The New Album As An Interpretation of America:
“The album is meant to be my interpretation of America. Politics, society, religion, class, race, food, all across the board. It was only right that we had to have a song that was a collage of that so people got it from the door that all these different things, topics that make up America, that make us Americans, the things that influence us and the things that we influence. You needed that first record to be the embodiment of that whole piece, the whole direction that we’re going in. This record is a collage, but it’s a more like an introduction. As you get into the album, as we release new records, and hopefully we’ll release the album in a few months, you’ll see that we focus on particular issues on particular songs. We will expand on something that may have came up in the second verse of “Freedom Ain’t Free”. There will be a whole song that speaks about this particular relationship in American society, or this particular phenomenon in American society, so people can get a good direction of where the album is going. You get it all in the first joint. But it’s not necessarily angry. The whole record’s not angry. It’s not coming from an angry place, it’s coming from a serious place.”
Making People Change Through His Music:
“Over the past couple years, in the midst of being on tours and doing L.A.S.E.R.S. and doing all that kind of rapper, professional stuff, I’m a human being too. You study, read, hear different people speak, come under the tutelage of certain people, and expand your mind.

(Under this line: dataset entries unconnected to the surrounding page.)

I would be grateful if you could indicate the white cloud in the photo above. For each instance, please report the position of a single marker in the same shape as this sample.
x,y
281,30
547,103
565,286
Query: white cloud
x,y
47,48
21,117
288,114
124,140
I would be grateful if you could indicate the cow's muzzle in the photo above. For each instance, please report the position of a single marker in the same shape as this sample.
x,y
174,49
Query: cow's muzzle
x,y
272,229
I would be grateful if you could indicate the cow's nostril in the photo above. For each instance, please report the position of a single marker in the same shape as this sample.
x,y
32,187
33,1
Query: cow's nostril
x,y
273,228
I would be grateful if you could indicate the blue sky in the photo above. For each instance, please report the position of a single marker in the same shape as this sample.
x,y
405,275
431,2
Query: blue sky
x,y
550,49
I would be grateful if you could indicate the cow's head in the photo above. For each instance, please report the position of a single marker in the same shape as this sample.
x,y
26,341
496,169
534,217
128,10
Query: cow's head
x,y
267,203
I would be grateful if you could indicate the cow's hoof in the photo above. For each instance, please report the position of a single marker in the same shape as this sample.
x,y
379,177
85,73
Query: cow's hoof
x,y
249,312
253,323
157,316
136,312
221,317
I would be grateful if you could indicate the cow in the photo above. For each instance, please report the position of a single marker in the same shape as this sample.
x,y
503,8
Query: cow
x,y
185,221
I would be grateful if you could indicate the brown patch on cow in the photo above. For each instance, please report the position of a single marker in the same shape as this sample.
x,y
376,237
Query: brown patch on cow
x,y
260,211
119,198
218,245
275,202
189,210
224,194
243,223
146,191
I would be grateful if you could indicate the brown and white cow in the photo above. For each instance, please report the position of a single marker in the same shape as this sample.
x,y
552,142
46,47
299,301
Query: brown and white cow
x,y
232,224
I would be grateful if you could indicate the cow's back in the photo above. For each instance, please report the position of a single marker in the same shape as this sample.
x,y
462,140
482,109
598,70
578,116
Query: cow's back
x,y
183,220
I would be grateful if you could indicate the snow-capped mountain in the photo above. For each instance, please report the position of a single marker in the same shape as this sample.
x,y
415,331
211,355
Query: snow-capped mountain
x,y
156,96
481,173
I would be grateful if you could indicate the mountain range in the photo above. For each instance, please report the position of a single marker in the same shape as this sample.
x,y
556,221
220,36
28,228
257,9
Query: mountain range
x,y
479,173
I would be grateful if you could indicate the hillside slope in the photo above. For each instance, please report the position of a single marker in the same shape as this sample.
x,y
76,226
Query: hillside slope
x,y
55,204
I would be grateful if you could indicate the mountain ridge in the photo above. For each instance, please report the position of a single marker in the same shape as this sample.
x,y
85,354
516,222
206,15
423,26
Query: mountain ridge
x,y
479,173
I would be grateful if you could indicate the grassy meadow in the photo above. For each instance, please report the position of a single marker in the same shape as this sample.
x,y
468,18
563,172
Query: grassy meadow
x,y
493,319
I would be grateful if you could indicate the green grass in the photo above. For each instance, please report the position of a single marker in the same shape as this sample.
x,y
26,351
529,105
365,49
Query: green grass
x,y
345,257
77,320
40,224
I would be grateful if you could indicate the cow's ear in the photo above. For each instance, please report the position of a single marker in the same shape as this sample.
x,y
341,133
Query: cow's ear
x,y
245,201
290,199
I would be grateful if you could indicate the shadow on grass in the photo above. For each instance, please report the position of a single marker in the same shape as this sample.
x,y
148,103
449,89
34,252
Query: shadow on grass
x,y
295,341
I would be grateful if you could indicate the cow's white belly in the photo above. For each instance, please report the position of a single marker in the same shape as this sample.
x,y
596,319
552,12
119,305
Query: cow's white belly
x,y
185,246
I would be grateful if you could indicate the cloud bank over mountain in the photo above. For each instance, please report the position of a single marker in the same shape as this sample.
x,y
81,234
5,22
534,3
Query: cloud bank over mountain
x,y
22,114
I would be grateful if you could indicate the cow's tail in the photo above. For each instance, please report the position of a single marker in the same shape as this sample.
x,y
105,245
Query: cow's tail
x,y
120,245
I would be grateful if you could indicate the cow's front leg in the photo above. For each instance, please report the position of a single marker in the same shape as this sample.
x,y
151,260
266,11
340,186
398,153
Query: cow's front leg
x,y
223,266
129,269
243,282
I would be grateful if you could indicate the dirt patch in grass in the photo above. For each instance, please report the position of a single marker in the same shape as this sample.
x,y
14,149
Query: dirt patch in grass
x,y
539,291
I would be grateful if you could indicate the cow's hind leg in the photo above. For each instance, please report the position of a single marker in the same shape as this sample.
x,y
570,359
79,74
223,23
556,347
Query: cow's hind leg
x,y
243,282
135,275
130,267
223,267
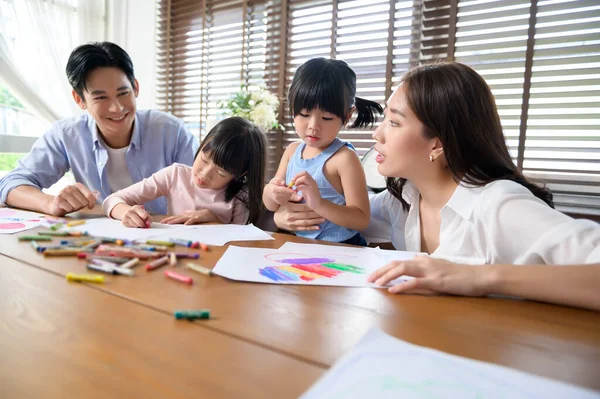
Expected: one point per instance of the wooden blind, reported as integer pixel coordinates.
(360, 32)
(541, 59)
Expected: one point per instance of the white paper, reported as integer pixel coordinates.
(105, 227)
(220, 234)
(381, 257)
(381, 366)
(305, 264)
(14, 221)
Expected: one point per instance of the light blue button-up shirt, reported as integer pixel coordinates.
(158, 140)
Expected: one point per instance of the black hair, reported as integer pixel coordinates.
(330, 85)
(88, 57)
(455, 104)
(239, 146)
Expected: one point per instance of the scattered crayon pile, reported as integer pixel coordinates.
(114, 256)
(117, 256)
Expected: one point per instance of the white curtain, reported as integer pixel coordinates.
(36, 38)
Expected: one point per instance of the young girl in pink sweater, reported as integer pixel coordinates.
(224, 185)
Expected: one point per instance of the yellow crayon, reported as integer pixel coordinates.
(89, 278)
(75, 223)
(200, 269)
(63, 252)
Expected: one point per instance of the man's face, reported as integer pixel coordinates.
(111, 101)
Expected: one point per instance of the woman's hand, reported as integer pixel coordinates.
(433, 275)
(192, 217)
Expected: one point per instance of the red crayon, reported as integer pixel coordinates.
(178, 277)
(157, 263)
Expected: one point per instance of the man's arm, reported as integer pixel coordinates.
(187, 145)
(45, 164)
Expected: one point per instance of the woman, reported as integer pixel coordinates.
(442, 148)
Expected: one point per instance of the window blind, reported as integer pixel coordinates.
(541, 59)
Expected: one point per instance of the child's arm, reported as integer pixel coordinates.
(355, 214)
(276, 191)
(123, 204)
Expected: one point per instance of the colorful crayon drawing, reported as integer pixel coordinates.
(305, 268)
(13, 221)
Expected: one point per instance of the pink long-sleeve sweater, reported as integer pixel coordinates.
(176, 183)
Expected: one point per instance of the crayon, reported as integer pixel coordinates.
(35, 238)
(130, 263)
(56, 226)
(110, 269)
(200, 269)
(186, 256)
(90, 278)
(114, 259)
(63, 252)
(101, 268)
(192, 314)
(157, 263)
(162, 243)
(75, 223)
(179, 277)
(183, 243)
(53, 233)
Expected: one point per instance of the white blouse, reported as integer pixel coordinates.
(502, 222)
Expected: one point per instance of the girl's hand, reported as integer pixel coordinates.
(310, 190)
(136, 216)
(432, 276)
(280, 193)
(192, 217)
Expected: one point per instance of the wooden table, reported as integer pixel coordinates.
(316, 325)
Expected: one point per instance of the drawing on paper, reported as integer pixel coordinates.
(296, 267)
(12, 221)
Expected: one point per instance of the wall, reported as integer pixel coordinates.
(132, 25)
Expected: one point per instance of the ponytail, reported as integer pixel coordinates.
(367, 112)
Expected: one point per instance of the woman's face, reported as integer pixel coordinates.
(403, 150)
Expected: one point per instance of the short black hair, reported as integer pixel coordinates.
(330, 85)
(88, 57)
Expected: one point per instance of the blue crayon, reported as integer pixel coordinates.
(183, 243)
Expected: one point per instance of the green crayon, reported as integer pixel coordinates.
(35, 238)
(192, 314)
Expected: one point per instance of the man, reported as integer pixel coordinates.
(108, 148)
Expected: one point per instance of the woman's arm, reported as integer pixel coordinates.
(573, 285)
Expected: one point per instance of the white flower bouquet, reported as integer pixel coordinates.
(258, 106)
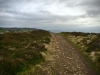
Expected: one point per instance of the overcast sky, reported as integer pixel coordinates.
(50, 14)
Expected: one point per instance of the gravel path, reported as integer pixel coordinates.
(68, 61)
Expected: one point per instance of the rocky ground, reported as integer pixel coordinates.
(63, 59)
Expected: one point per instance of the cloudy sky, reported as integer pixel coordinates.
(51, 14)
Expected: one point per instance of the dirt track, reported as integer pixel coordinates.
(68, 61)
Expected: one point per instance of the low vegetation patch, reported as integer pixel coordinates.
(88, 44)
(20, 51)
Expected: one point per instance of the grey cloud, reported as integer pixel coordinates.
(93, 13)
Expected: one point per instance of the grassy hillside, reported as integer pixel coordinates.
(20, 51)
(88, 44)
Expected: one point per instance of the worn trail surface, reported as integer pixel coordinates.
(68, 61)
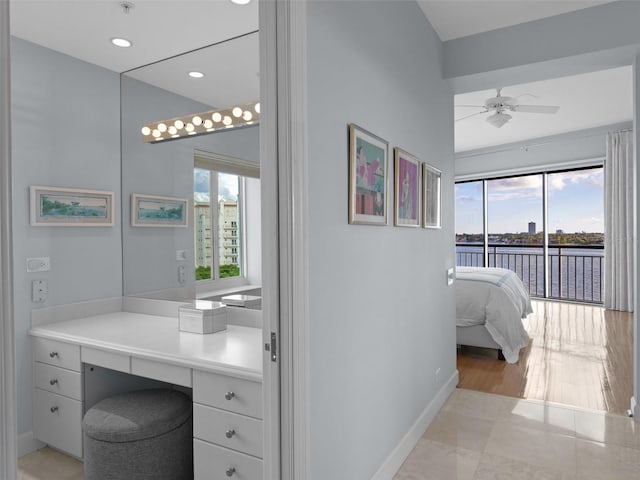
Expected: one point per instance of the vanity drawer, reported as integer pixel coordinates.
(161, 371)
(56, 353)
(113, 361)
(57, 421)
(228, 429)
(211, 462)
(58, 380)
(228, 393)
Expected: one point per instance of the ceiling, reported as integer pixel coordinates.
(460, 18)
(160, 29)
(586, 101)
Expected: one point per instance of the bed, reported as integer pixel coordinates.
(490, 306)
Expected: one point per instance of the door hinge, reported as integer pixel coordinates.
(272, 347)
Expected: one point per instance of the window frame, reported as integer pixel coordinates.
(215, 164)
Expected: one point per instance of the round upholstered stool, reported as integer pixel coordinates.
(145, 434)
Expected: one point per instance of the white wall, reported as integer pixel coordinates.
(66, 133)
(381, 315)
(569, 150)
(166, 169)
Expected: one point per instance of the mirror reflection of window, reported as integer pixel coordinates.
(218, 224)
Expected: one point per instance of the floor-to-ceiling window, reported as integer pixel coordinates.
(547, 227)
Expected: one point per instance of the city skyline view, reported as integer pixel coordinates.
(575, 203)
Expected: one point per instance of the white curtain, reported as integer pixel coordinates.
(619, 212)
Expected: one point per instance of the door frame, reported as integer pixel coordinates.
(8, 414)
(285, 237)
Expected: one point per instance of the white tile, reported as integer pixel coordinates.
(533, 446)
(435, 461)
(610, 462)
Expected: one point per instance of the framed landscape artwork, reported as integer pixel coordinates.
(157, 211)
(368, 156)
(408, 178)
(431, 198)
(70, 207)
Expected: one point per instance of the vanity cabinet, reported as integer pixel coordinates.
(57, 405)
(227, 427)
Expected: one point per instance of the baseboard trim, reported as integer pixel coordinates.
(27, 443)
(399, 454)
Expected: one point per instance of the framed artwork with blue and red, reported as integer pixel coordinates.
(368, 158)
(408, 177)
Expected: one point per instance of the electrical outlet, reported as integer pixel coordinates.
(39, 291)
(451, 276)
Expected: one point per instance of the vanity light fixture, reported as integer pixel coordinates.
(237, 116)
(121, 42)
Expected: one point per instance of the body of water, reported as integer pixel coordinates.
(574, 273)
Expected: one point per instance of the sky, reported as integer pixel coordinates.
(576, 203)
(227, 186)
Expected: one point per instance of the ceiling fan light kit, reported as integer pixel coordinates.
(498, 119)
(498, 106)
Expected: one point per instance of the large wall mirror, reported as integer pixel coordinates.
(218, 244)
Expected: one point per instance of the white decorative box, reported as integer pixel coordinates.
(202, 316)
(247, 301)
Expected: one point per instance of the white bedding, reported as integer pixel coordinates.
(496, 298)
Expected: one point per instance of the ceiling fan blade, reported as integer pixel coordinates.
(469, 116)
(536, 108)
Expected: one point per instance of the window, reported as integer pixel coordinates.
(218, 215)
(546, 227)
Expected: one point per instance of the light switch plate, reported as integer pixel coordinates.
(38, 264)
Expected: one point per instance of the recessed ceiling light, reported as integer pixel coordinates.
(121, 42)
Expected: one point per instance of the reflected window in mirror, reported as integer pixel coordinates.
(218, 224)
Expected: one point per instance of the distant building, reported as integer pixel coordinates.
(203, 235)
(228, 224)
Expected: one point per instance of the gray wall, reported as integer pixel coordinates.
(381, 315)
(66, 133)
(149, 254)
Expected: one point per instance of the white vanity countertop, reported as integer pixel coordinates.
(236, 351)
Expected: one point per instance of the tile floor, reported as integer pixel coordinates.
(481, 436)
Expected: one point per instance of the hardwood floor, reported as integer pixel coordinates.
(579, 355)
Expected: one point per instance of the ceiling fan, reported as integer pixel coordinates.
(499, 107)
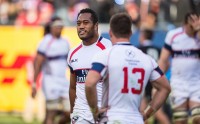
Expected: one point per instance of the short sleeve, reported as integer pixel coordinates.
(168, 41)
(99, 62)
(68, 61)
(156, 72)
(42, 48)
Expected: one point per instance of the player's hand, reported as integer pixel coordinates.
(98, 114)
(194, 21)
(34, 91)
(144, 116)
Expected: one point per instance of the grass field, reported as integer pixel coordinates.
(10, 118)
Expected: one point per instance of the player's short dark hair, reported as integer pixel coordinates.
(148, 33)
(48, 25)
(94, 16)
(188, 16)
(120, 25)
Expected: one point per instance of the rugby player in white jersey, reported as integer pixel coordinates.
(51, 59)
(125, 71)
(79, 61)
(183, 45)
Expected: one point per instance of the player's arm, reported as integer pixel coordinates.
(38, 62)
(90, 88)
(163, 89)
(164, 59)
(72, 90)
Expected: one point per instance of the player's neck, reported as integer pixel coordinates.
(91, 40)
(121, 40)
(189, 31)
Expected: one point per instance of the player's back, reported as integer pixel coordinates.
(129, 70)
(151, 50)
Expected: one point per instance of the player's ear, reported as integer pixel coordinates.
(96, 26)
(110, 33)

That’s nothing to do with music, or trying to make money later on, just for me personally. You start to come up and start to realize certain things, which are just gonna be what they are. It’s just human nature. We’re pre-conditioned a certain way, conditioned to act a certain way, conditioned to consume, and walk, and talk a certain way. There’s a lot of things that we may personally hate, but we professionally support. We may hate that the environment is being destroyed. We may want our kids to have a certain environment, but we don’t buy Prius’. We’ll go buy the muscle car that will spit out all the oil, and damage and destroy the environment and what have you. We don’t necessarily see the connection of what we actually do and how it effects the rest of the world. For me, I’m not even on that anymore. I’m not even trying to get you to change anymore… There’s people who don’t want to get beat over the head all day with lyrics and crazy wordplay and metaphors. There’s people that just want to sit down and listen to music for what it is, and not feel like they’re taking SAT’s every time they come to a show.”
Connection to B.o.B., Pharrell, Kanye West, and fascination with space:
“It’s just a mode. There’s a certain things, you look at them in the sky.. It all depends on where you come from. The album cover for my first album, Food & Liquor, where I’m floating and got all the stuff around me, It ain’t that deep. That album cover came straight from a comic book. I was looking at a comic book that I had as a little kid and was like, ‘I want my first album cover to be like that, so there you have it.’ It’s not that deep. There’s definitely some things though in the music that’s less about me trying to tell you something brand new, but moreso trying to reinforce something that we already know. We already know we’re being watched or controlled in some way or another.”